You want to add logging, monitoring, and governance capabilities to manage how your models will perform in production.
You can also look at integration with CI/CD workflows (a common practice in software) to manage the deployment workflow with different checks and balances. You want to look at the workflow management for applications that need a sequence of steps and ensure that the whole workflow gets completed.
In terms of serving, scalability, and reliability challenges:
In the end, with production applications, companies care most about reliability, availability, and speed. Serving a live system requires setting up Kubernetes microservices to ensure that all the pieces of code are packaged in their own runtime and have the right dependencies (so these microservices can scale as soon as the application load goes up). A single Docker with your model in it won’t cut it because that’s not reliable and robust enough.
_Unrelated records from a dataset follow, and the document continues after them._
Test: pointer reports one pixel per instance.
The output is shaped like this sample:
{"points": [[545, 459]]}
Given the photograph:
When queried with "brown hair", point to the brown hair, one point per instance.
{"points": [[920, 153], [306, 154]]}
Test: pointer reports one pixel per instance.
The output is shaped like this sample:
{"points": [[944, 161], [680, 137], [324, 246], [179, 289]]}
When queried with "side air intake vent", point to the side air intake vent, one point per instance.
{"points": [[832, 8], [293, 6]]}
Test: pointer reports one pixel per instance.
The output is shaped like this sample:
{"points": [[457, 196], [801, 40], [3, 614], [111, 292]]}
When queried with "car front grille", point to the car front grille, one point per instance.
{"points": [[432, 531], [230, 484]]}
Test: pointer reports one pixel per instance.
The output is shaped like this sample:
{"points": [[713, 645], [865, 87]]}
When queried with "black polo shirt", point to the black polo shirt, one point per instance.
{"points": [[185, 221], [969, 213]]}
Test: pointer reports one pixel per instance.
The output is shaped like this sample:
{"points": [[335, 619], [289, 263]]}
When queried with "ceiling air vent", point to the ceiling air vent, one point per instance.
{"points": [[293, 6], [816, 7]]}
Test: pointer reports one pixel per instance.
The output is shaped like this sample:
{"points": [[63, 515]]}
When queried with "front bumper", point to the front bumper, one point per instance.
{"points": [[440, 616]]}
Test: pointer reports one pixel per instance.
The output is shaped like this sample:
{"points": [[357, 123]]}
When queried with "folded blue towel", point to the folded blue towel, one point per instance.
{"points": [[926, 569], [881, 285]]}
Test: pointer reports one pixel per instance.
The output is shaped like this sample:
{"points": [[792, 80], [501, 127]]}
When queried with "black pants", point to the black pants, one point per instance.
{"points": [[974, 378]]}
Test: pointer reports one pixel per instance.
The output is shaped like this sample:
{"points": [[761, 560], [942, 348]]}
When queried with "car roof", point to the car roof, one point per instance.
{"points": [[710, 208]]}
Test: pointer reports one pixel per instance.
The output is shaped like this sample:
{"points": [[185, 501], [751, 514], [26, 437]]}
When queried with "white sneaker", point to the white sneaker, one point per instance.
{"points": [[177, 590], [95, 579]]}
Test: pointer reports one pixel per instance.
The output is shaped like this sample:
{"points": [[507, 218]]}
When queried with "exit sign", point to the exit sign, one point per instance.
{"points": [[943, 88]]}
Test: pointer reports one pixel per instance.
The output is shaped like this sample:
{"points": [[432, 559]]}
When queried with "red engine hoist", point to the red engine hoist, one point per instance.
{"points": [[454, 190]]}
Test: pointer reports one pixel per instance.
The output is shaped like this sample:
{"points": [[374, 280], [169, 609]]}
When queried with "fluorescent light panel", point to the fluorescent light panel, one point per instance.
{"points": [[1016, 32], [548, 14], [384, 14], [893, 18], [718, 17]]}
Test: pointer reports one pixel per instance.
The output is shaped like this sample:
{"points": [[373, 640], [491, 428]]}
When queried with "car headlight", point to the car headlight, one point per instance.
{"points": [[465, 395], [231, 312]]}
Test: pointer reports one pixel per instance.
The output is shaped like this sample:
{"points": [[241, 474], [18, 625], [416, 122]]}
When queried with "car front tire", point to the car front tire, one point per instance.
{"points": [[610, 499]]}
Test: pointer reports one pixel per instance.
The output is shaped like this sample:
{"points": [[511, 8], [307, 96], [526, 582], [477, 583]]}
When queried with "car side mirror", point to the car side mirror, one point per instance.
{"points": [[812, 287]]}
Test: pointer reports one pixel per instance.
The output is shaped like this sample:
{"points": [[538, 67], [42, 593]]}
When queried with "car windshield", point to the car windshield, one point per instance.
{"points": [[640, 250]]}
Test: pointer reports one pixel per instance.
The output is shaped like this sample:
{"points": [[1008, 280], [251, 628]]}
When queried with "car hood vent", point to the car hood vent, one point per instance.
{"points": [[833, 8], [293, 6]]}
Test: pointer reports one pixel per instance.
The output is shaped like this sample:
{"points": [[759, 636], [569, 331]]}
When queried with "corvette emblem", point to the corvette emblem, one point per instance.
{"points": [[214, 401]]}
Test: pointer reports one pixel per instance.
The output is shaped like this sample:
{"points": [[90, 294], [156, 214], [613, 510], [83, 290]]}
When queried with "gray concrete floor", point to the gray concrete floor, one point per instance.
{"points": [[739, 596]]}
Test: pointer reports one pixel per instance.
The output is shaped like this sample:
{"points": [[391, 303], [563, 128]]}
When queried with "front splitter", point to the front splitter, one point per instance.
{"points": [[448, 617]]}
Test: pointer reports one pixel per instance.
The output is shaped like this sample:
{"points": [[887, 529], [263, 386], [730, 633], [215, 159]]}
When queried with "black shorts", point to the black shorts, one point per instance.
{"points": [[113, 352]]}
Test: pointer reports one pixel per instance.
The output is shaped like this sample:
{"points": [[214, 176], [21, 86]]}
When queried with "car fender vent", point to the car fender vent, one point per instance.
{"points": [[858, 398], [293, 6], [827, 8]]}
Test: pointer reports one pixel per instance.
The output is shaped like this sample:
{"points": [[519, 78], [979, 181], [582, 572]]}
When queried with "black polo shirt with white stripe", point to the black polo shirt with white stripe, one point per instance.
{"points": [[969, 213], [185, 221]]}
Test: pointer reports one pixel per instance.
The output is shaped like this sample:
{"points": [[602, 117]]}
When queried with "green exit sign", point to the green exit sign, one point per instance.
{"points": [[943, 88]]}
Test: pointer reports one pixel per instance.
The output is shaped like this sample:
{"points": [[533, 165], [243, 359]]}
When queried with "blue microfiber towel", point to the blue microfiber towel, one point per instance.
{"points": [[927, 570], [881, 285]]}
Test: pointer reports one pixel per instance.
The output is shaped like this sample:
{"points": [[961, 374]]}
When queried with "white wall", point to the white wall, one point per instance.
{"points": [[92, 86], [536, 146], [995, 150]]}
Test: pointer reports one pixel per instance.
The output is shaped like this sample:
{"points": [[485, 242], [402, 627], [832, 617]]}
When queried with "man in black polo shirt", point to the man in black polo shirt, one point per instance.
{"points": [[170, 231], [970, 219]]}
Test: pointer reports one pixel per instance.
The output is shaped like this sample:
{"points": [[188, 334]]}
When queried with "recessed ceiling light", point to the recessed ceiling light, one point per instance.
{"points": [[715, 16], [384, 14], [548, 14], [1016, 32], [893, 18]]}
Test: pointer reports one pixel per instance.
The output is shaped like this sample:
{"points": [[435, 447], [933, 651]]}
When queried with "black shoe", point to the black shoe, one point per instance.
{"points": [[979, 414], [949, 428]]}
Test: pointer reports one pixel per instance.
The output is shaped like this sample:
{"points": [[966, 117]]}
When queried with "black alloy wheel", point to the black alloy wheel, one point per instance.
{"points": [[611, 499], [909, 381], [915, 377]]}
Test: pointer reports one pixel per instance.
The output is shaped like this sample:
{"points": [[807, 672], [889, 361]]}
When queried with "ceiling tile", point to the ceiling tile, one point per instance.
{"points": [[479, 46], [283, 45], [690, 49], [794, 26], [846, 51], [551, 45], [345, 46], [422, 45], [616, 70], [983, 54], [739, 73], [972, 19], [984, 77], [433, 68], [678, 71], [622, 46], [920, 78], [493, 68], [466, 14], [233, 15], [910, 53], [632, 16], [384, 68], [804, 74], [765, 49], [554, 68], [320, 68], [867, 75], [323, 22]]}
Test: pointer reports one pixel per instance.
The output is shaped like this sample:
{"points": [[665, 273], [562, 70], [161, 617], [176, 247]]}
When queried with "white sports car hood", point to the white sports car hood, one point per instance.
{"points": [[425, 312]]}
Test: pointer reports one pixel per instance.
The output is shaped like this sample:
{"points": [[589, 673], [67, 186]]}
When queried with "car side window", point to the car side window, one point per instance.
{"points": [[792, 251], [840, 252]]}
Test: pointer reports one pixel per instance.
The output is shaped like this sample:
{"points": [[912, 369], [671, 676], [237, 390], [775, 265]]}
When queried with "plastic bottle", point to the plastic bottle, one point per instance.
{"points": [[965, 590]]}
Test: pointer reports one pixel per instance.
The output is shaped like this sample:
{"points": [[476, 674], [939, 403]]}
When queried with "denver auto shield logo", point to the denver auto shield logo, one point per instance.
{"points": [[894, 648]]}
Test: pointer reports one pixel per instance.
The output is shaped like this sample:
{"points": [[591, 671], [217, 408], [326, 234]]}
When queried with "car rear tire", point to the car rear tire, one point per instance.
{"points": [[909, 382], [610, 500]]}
It’s important to maintain flexibility for data scientists to configure runtimes and manage dependencies. There are many different tools and frameworks to develop code for ML applications, so data scientists need to have the flexibility without interfering with the IT behind the scene (the separation of concern).
It’s crucial to make optimal use of the available compute capacity. Using Kubernetes enables you to granularly assign compute capacity to certain containers with ML models in them. As more ML models use GPUs, this practice will lead to huge performance gain (since managing GPU resources is expensive) as you can reassign hardware to where it’s most needed.
In terms of challenges in secure and on-prem environments, we are seeing an increasing need for MLOps solutions in offline and private, secure cloud environments. There is a need for a more strict tradeoff between flexibility vs. security (i.e., government, healthcare, energy, etc.). In these environments, there’s a whole set of additional challenges that need to be addressed: restrictions on runtime and dependencies, more stringent Test-Acceptance-Production flow, additional access controls and permission management, network and firewall restrictions, hardware limitations, etc. Especially in Europe, there’s strict GDPR compliance in handling data. Usually, the best way to make things more secure is to automate a lot of things in the workflow to avoid human error (which is often accomplished with different checks and tests in CI/CD workflows).
Observability and monitoring of AI/ML models are becoming more important, especially around ethical and trustworthy AI. Specific ML security comes from putting in place good observability and data observation tools to keep track of changes in models and data. Looking at this whole MLOps landscape, Victor concluded that there is a new stack of MLOps technologies on the rise and a shared understanding that there is a need for interoperability and modularity between these tools.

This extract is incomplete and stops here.